他に出来そうな奴が居れば、そいつに任せるのだが、生憎と腕の立つ者は出払っていた。
しかた無く依頼を引き受け、臨時PTを引き連れて討伐に出たものの…。
依頼はゴブリン退治。
それだけ聞けば、実に簡単な依頼だと思うだろう。
しかし、その実体は違う。
余りに増えすぎたコブリンが、辺境の山岳を越えて進行して来たのだ。
依頼の内容は、辺境警備隊と合同でゴブリンの間引き、可能ならば追い返す事だった。
無理そうならコブリンを引き付け時間を稼ぐ、そして騎士団の到着を待つ事。
さすがに新米連中には任せられず、そこそこ腕の立つものがいる。
結果、いいところに戻ってきた俺に白羽の矢が立った。
結論からいえば、コブリンの群れは討伐された。
えらく時間はかかったが…。
俺たちが辺境警備隊と合流した時には、ゴブリンの群れは山岳を越え、平原いっぱいに広がっていた。

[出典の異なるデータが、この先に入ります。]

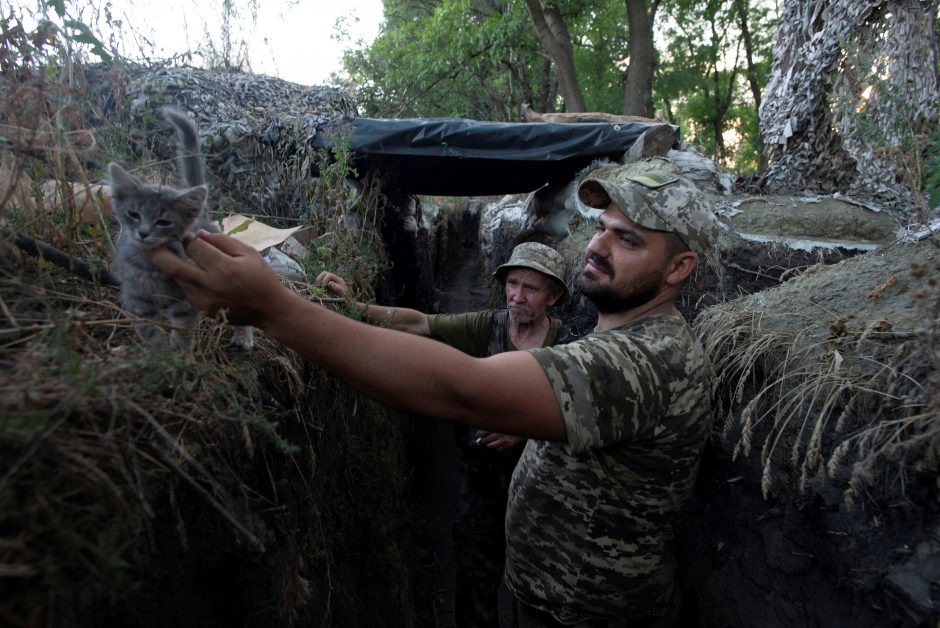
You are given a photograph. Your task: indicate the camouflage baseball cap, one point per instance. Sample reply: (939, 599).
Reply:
(538, 257)
(654, 194)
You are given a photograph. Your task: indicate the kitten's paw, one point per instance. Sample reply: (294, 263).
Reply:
(243, 338)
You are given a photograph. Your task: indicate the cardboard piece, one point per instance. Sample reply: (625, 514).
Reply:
(256, 234)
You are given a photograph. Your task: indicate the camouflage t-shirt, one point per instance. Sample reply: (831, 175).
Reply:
(589, 519)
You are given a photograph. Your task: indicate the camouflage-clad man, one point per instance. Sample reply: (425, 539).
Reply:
(616, 420)
(589, 519)
(533, 281)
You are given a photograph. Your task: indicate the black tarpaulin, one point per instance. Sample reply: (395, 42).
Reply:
(460, 157)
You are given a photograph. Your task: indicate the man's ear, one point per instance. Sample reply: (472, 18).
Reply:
(680, 267)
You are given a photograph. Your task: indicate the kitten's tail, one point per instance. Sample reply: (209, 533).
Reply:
(191, 170)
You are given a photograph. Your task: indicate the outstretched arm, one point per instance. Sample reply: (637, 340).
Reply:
(400, 318)
(506, 393)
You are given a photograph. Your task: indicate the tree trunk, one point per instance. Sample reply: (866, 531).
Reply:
(638, 82)
(553, 33)
(852, 81)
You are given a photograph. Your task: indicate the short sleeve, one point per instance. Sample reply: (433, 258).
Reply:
(607, 386)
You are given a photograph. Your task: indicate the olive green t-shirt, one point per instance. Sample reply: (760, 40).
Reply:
(470, 332)
(589, 519)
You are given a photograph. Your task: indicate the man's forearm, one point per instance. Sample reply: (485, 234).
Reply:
(417, 374)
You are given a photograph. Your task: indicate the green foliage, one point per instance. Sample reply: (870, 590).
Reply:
(463, 59)
(701, 81)
(932, 180)
(460, 58)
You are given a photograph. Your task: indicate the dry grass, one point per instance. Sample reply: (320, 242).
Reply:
(856, 404)
(128, 476)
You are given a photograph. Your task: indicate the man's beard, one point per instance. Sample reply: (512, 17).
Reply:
(611, 301)
(521, 314)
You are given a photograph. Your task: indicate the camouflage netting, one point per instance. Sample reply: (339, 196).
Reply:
(852, 94)
(257, 131)
(216, 488)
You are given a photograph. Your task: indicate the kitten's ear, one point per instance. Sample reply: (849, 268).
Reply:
(123, 183)
(192, 199)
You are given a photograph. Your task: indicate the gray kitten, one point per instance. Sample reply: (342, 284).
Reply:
(158, 215)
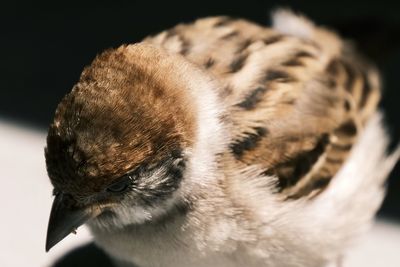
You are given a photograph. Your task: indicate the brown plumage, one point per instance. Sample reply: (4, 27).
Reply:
(296, 104)
(221, 143)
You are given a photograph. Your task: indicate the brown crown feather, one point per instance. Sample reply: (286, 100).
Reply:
(121, 114)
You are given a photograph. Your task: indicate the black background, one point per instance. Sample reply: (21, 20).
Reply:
(45, 46)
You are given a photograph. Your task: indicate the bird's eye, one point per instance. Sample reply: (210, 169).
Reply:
(120, 186)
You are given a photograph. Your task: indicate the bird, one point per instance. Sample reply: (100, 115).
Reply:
(221, 142)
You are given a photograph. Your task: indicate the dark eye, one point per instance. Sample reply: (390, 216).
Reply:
(120, 186)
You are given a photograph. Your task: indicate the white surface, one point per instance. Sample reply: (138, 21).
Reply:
(25, 197)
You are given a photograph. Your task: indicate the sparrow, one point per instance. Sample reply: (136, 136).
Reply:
(222, 143)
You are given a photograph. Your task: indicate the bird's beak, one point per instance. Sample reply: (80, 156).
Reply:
(66, 217)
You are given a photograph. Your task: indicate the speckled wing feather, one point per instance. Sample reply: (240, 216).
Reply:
(298, 96)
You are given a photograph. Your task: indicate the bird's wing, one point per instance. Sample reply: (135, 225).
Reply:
(298, 95)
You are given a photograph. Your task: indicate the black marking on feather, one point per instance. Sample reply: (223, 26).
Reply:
(334, 161)
(209, 63)
(351, 75)
(248, 143)
(171, 33)
(279, 76)
(348, 128)
(223, 22)
(230, 35)
(243, 45)
(342, 147)
(273, 39)
(185, 46)
(333, 67)
(347, 105)
(304, 54)
(366, 90)
(293, 62)
(253, 98)
(330, 83)
(321, 182)
(172, 168)
(227, 90)
(238, 63)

これは不味いと感じた俺たちは、すぐさま騎士団に応援要請を送る。
ゴブリン一匹一匹は大した事のない相手だが、これほど多いと厄介だ。
警備隊の魔道師達が、妨害の魔法で進路を塞ぎ、遠距離から数を減らす事に努めた。
そうして時間を稼ぎ、騎士団が合流後一気に攻勢に出た。
怒涛の勢いで蹂躙し、根絶やしにする。
でなければ、ゴブリンという魔物はどんどん増えるのだ。
あらかた片付いたのを確認し、その後の残党討伐に入る。
徹底的に片付けて、依頼達成だ。
多少の討ち漏らしもあるだろうが、さすがに完全な根絶やしには出来ないだろう。
これでしばらくゴブリンの大群を見ることはあるまい。
そうしている内に、一月近い時間が過ぎていた。
フリアスに戻った俺は、ギルドで報酬を受け取り、その後遠出するむねを伝え準備に入る。
今回は、帰りの事を踏まえて二人分の食料を持つ。
時間が掛かる可能性も考慮して、食料や燃料などは多めに持った。
その他にも、外套や、寝具も二人分。
いつも使う商店の店員には、怪訝そうな顔をされたが気にはならなかった。
準備が整うと、俺はようやく深緑の森を目指して出立する事が出来た。
森へと向かう二日の行程は、これまでのどんな時よりも苦にならなかった。
うきうきと心が弾む、こんな気分は何時以来だろうか?
まるで、少年時代に戻ったように足取り軽く歩いた。
深緑の森に近づくと、一月前のように騎士に呼び止められた。
「あ、貴方は」
以前出会った若い騎士だった。
「また依頼ですか?」
以前の様に、刺々しい空気は感じなかった。
馬から下りると、にこやかに身分証の提示を求められる。
「いや、今回は個人的な用事だ」
懐から、ギルドカードと飾り紐を取り出しながら答える。
「個人的な用事ですか?」
カードと飾り紐を確認した騎士は、怪訝そうに言う。
「ああ、ちと聖獣さまに聞きたい事があってな」
そう言うと、騎士は驚いたように目を丸めた。
「はぁ、流石に信を得るほどの方だと、聖獣さまも会って下さるのですね」
人前に出る事を嫌う深狼は、騎士の前に姿を見せるのは稀だ。
だからこそ、信を得たい騎士にとって、俺のような存在が羨ましいのだろう。
羨ましそうに言う騎士から、カードと飾り紐を受け取り別れを告げる。
こんな所で、ぐずぐすしている暇などないのだから。
騎士に見送られ森に入る。
目指すべきは、聖獣の住処だ。
以前来てからさほど時を置いていないから、今度は迷う事無く住処を目指す。
住処の入り口に辿り着いた俺は、いつものように跪こうとした。
しかし、その前に聖獣深狼が姿を現したのだ。
『待っていた、カリュートよ』
深狼は、底冷えのする様な冷たい目で俺を見る。
俺は、なにか気に障るような事をしただろうか?
背に流れる冷たい汗を感じた。
「は、不肖カリュート、聖獣さまの気分を損ねる様な事を致しましたでしょうか?」
すぐさま跪き、頭を下げる。
今、下手に刺激すれば命はない、そう思わずにはいられぬ空気を聖獣は発していた。
『いや、すまぬ、そうではないのじゃ』
聖獣は今自身が発していた空気に気付いたのか、身を押し潰す重圧のような空気が薄れる。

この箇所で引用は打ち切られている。